Wat van deze verschillen uiteindelijk in de eindprijzen zal zijn terug te vinden is van vele factoren afhankelijk en kan per product, aanbieder en/of distributieketen verschillen. Omdat voorts de prijs uit andere elementen bestaat dan alleen de accijns zal een 30% hogere accijns ten opzichte van Duitsland, de leden van de VVD-fractie vragen daarnaar, niet in dezelfde mate tot een prijsverschil leiden.

In het licht van het vorenstaande verwacht ik niet dat de accijnsverhoging tot aanzienlijke grenseffecten en verschuivingen in belastingopbrengst zal leiden. Dit in reactie op de vraag van de leden van de VVD-fractie. Voor de raming van de te verwachten opbrengst, de leden van de fracties van ChristenUnie en SGP vragen hiernaar, is dan ook geen rekening gehouden met een eventuele verschuiving van de aankopen naar het buitenland.

Dat de prijseffecten van de accijnsverhoging voor een fles jenever en voor een fles whisky verschillend zijn (respectievelijk € 1,13 en € 0,90 inclusief BTW) heeft, zoals de leden van de PvdA-fractie aannemen, inderdaad niets te maken met mijn voorkeur voor bepaalde soorten gedistilleerde dranken, maar alles met het feit dat de accijns wordt geheven per liter zuivere alcohol. Verschillen in de gebruikelijke verpakkingseenheden en in de alcoholpercentages van deze dranken leiden dus tot verschillen in accijns per eenheid product.
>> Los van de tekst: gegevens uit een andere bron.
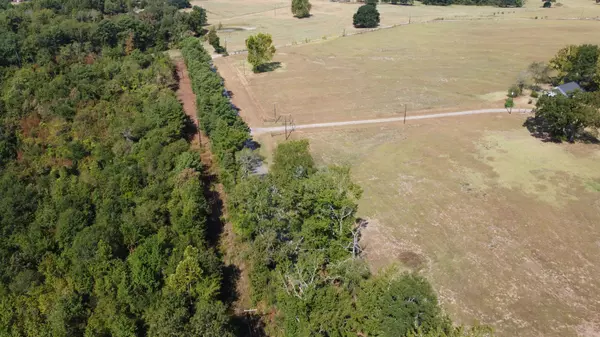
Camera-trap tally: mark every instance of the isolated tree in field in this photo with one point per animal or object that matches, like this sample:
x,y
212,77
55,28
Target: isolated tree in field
x,y
509,104
577,63
367,16
260,50
180,3
301,8
540,73
563,118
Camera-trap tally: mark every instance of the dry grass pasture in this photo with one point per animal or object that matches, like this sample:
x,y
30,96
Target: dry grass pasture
x,y
431,66
332,19
505,226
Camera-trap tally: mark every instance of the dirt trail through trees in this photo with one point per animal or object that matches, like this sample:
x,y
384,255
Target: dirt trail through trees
x,y
257,131
235,288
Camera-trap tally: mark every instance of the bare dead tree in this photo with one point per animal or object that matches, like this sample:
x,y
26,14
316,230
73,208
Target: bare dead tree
x,y
339,215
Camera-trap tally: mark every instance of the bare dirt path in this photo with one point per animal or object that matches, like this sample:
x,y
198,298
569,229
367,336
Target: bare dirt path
x,y
259,130
236,289
187,98
241,94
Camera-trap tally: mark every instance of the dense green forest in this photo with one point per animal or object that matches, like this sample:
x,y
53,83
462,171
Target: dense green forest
x,y
102,215
103,218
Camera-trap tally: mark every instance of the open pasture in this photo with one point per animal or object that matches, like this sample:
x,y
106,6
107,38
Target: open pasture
x,y
434,66
504,225
333,19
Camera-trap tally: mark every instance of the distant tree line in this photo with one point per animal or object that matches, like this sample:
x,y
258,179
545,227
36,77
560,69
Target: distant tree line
x,y
300,225
561,117
34,32
498,3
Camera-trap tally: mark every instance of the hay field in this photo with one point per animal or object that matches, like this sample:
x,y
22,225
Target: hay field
x,y
505,226
332,19
433,66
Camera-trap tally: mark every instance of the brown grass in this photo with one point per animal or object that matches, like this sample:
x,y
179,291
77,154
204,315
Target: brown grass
x,y
504,225
436,66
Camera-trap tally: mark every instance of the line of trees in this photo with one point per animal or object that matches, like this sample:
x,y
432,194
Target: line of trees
x,y
102,213
300,225
498,3
561,117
Jenever pleegt te worden verkocht in flessen van 1 liter met een alcoholpercentage van 35%. Whisky daarentegen kent in het algemeen een alcoholpercentage van 40% en wordt voor het me-rendeel verkocht in flessen van 0,7 liter. Voor whisky die wordt verkocht in flessen van 1 liter zal het prijseffect (inclusief BTW) € 1,29 bedragen.

De leden van de fracties van ChristenUnie en SGP vragen naar het effect op de opbrengst van de accijnsverhoging in 1994. Per 1 april 1994 is de accijns op alcoholhoudende dranken verhoogd met 4,3%. In onderstaande tabel zijn de opbrengsten (in miljoenen guldens) weergegeven van 1991 tot en met 1994.

 1991199219931994
Opbrengst941921875879

Uit de tabel blijkt dat de daling van de opbrengst in 1994 tot staan is gebracht en dat de opbrengst in dat jaar zelfs licht is gestegen.

In antwoord op de vraag van deze leden over de schatkist en voordeelacties met alcoholhoudende dranken merk ik op dat de accijnsopbrengst per product niet afhankelijk is van de prijs van het product, maar van de hoeveelheid alcohol daarin.